More than 30,000 people have been detected crossing the English Channel to the UK so far this year, Government figures show.
Some 667 people were detected on Wednesday, taking the provisional total for 2022 to 30,515.
This is higher than the figure for the whole of 2021, when 28,561 crossings were recorded.
Further crossings have taken place on Thursday, with children and a heavily pregnant women among the likely arrivals.
Special tents have been erected at Dover to keep the migrants covered while they are processed as the new arrivals appear to be overflowing from existing facilities.
There have been 5,475 crossings detected so far this month, including 1,160 on September 4.
This was just below the 1,295 on August 22, which is the highest daily total on record.
It is more than five months since the then home secretary, Priti Patel, announced plans to send migrants to Rwanda to try to deter people from crossing the Channel.
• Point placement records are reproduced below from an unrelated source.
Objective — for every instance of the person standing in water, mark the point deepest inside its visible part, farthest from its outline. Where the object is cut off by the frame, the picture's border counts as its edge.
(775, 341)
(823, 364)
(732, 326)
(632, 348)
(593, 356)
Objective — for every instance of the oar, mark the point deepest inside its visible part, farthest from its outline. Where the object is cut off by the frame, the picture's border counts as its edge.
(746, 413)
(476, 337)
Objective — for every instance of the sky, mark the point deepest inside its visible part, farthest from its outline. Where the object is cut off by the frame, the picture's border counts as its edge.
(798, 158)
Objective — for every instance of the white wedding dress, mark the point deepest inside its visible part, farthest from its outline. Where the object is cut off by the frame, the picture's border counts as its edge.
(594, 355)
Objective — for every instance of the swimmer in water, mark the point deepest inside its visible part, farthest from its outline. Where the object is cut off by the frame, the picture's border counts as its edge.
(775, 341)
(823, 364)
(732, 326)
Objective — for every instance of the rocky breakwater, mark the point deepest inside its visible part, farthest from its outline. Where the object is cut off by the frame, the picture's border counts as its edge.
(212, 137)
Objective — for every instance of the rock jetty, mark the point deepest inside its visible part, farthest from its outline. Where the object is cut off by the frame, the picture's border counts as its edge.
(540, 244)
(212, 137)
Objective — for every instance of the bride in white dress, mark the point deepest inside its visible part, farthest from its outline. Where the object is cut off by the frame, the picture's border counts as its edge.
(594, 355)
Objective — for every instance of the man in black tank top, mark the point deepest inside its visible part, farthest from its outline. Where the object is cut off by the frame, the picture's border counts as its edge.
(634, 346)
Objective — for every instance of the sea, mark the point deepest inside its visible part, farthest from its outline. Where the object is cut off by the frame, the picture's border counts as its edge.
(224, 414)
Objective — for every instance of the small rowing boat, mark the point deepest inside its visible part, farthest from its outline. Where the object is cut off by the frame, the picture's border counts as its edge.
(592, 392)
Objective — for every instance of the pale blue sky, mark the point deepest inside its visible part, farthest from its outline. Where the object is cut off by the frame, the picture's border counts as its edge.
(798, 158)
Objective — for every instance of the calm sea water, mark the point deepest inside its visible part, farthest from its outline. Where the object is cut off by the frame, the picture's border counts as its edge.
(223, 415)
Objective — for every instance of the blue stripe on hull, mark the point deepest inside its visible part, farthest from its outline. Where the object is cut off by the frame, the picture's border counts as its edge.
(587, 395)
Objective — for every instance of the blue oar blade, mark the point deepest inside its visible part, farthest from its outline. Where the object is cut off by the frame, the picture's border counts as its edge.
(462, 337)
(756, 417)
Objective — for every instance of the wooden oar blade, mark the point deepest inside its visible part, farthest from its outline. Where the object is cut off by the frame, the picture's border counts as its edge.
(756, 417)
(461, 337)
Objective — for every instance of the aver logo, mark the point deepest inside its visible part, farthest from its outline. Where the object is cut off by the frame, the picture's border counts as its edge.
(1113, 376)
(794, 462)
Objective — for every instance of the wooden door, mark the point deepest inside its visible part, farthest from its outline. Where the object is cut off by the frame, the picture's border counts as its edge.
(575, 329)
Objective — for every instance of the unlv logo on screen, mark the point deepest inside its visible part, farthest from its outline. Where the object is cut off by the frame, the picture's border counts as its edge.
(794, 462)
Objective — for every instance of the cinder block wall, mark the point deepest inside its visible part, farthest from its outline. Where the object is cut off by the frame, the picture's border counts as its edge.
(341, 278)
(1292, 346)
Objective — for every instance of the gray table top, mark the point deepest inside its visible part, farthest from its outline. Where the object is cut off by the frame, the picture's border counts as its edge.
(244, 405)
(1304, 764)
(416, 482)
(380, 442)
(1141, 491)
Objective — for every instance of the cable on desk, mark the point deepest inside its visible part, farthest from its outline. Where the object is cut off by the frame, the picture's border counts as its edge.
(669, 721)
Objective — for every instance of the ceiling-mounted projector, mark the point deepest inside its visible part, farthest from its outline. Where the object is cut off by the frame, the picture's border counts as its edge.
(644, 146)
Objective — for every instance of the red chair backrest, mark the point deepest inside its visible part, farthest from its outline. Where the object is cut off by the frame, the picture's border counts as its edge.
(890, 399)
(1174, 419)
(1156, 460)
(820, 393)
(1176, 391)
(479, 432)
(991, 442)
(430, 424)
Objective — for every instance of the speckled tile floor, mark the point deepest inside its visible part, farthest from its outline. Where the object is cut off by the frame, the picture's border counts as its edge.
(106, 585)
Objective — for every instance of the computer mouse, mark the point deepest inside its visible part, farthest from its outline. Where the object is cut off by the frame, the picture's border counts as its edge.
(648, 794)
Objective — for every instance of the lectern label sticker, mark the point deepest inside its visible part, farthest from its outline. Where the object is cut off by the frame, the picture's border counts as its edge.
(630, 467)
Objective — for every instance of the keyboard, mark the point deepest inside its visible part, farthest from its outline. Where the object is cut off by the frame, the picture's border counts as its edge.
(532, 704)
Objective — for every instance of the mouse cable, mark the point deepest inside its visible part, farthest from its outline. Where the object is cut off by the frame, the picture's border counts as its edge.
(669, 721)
Since then, 25,247 people have arrived in the UK after making the journey.
On April 14, Ms Patel signed what she described as a “world-first” agreement with Rwanda, under which the East African country would receive migrants deemed by the UK to have arrived “illegally”, and were therefore inadmissible under new immigration rules.
However the first deportation flight, due to take off on June 14, was grounded amid legal challenges.
Several asylum seekers, the Public and Commercial Services Union and charities Care4Calais, Detention Action and Asylum Aid, are embroiled in court cases with the Home Office as they challenge the legality of the policy.
The number of people reaching the UK in small boats from France after navigating busy shipping lanes has increased steadily in recent years.
Some 299 were detected in 2018, followed by 1,843 in 2019 and 8,466 in 2020, official figures show.
Despite the growing numbers, the small boat arrivals are a fraction of the number of people going to mainland Europe.
Data from the UN’s refugee agency shows at least 120,441 people arrived in Europe via the Mediterranean by land and sea last year.
The MoD said its data is taken from “live operational systems” and is subject to change, “including reduction”.